Nous privilégions une allocation plutôt prudente en termes de risque crédit, les écarts de rendement étant toujours faibles par rapport aux risques de liquidités, conjoncturels et le degré élevé d’incertitudes dans la nouvelle ère Trump. Nous privilégions les segments de qualité, souverains et corporates, une duration élevée mais plutôt concentrée sur les maturités intermédiaires. Une diversification sur les stratégies courtes avec un peu plus de risque de crédit fait toujours du sens. Les obligations indexées à l’inflation ainsi que les segments émergents en monnaies locales peuvent aussi offrir une diversification satellite intéressante.

Gestion active ou passive?

La réponse dépend du segment obligataire.

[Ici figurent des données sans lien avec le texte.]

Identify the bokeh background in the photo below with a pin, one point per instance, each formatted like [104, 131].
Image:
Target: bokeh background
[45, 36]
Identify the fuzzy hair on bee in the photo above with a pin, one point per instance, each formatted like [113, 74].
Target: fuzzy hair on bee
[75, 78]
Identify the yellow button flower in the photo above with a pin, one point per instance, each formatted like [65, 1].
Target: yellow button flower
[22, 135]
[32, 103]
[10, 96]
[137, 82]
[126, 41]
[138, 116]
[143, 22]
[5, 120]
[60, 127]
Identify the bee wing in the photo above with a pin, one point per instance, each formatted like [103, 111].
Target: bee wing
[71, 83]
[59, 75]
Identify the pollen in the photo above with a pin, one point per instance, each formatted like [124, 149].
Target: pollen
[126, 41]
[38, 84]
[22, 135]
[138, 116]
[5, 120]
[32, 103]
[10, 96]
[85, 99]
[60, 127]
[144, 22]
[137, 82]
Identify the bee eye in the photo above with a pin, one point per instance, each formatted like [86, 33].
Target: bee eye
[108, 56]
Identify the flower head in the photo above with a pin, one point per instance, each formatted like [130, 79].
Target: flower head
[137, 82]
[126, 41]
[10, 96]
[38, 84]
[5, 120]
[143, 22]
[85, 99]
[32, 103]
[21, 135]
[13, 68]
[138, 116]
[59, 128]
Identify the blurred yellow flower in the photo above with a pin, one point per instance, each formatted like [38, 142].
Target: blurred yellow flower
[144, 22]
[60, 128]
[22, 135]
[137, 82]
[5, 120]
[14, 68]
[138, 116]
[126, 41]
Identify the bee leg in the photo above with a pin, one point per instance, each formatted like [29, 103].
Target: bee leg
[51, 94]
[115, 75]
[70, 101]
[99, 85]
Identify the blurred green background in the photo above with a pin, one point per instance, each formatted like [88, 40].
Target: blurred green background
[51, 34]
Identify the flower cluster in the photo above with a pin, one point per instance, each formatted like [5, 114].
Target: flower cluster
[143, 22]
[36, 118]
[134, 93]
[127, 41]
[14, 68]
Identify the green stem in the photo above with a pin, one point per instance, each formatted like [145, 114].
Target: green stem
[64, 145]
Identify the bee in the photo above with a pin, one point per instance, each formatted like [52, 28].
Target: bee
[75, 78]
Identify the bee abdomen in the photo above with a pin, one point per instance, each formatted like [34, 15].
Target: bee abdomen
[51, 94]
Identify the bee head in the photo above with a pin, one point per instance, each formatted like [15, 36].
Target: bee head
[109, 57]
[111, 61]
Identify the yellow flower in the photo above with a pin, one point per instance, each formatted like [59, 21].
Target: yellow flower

Sur les obligations souveraines ou high yield, la gestion passive est difficile à battre. En revanche, sur les segments crédit investment grade, notamment ceux à court ou moyen terme, les gérants actifs surperforment avec une probabilité très élevée (de l’ordre de 60-70%) leurs homologues passifs après frais1

Graphe 5: Taux de surperformance de la gestion active par rapport à la gestion passive après frais et biais de survivant.


Sources: GAMA, S&P Global, données au 31.12.2024

Nous avons détaillé ces raisons dans un précédent article sur Allnews (lien ci-dessous2), mais l’un des facteurs clés est la capacité des gérants actifs à exploiter son droit de revendre avant l’échéance une obligation devenue chère pour se repositionner sur des opportunités plus attractives – un levier de performance absent des stratégies passives et particulièrement puissant sur les segments où il y a de la volatilité mais peu ou pas de risque de défaut.

Autres considérations: fiscalité, frais et rendement net

La fiscalité et les frais ont un impact particulièrement marqué sur les stratégies à rendement élevé. Il s’agit d’intégrer les frais et la fiscalité au même titre que la capacité du gérant actif à rajouter de la valeur dans le temps.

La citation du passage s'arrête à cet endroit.